Timbres rares, instruments à contre-emploi, jeu sur deux instruments
simultanés, dramatisation du geste musical, véhémence
expressive… les moyens mis en œuvre restent dépendants
du moment du concert, ce qui explique sans doute la faiblesse relative
du nombre d’albums enregistrés par le clarinettiste. Peu
sensible à la tradition savante française, Portal se désintéresse
de l’harmonie au profit d’une musique festive, engagée
dans une relation fantasmée à l’Afrique et à
ses rythmes, inscrite dans ce courant de « folklore imaginaire »
qui traverse alors une bonne partie du jazz hexagonal.

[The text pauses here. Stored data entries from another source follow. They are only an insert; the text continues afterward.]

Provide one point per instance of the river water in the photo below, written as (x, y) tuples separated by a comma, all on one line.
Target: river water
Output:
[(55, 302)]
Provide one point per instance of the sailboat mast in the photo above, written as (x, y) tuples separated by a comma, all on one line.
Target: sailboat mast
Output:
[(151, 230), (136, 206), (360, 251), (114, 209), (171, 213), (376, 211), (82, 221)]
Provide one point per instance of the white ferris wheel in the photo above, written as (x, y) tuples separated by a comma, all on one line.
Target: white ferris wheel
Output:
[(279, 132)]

Au long des années 1970, Michel Portal devient ainsi une figure
majeure de la musique improvisée européenne, fidèle
à ses conceptions, tout en acquérant une réputation
de compositeur pour le cinéma et la télévision qui
lui vaut un très grand nombre de commandes. Sa carrière
de concertiste prend également de l’ampleur, ce qui ne l’empêche
pas de continuer à réunir son Unit par lequel passent notamment
Bernard Lubat (1976),
Claude Barthélemy
(1978), Albert Mangelsdorff (1981)… Il adopte le bandonéon
avec lequel il conclut ses concerts. En 1979, il signe « Dejarme
Solo », montage de tableaux sonores réalisé grâce
aux techniques de réenregistrement sur un large panel d’instruments
dont il trame les voix et les souffles. Son travail oscille ainsi entre
le désir de solitude et le besoin d’échange, de communion,
avec le public comme avec d’autres improvisateurs. Celui-ci se traduit
par des rencontres plus ou moins durables avec des groupes constitués
(le trio
Humair/
Jeanneau/
Texier
ou le trio
Kühn/Jenny-Clarke/
Humair)
ou des personnalités (Jack DeJohnette,
David
Liebman et
Mino Cinelu,
entre autres). Par son
Unit passent ainsi des musiciens d’horizon
divers tels que
Richard Galliano,
Andy Emler, François Moutin,
Bojan
Zulfikarpasic,
Bruno Chevillon,
etc. Il se livre également à l’exercice du duo, notamment
avec
Martial Solal (1992) et
Richard Galliano (1996). En
2000, sur la suggestion du producteur Jean Rochard, Portal se rend à
Minneapolis enregistrer avec des musiciens de l’entourage de Prince
un répertoire qui prend des couleurs jazz-rock, toujours à
l’affût de situations inédites qui constituent autant
de réponses à l’anxiété créatrice
d’un musicien qui continue, encore et toujours, de refuser de se
laisser emprisonner dans le jeu des étiquettes et d’assumer
les ramifications de sa carrière protéiforme.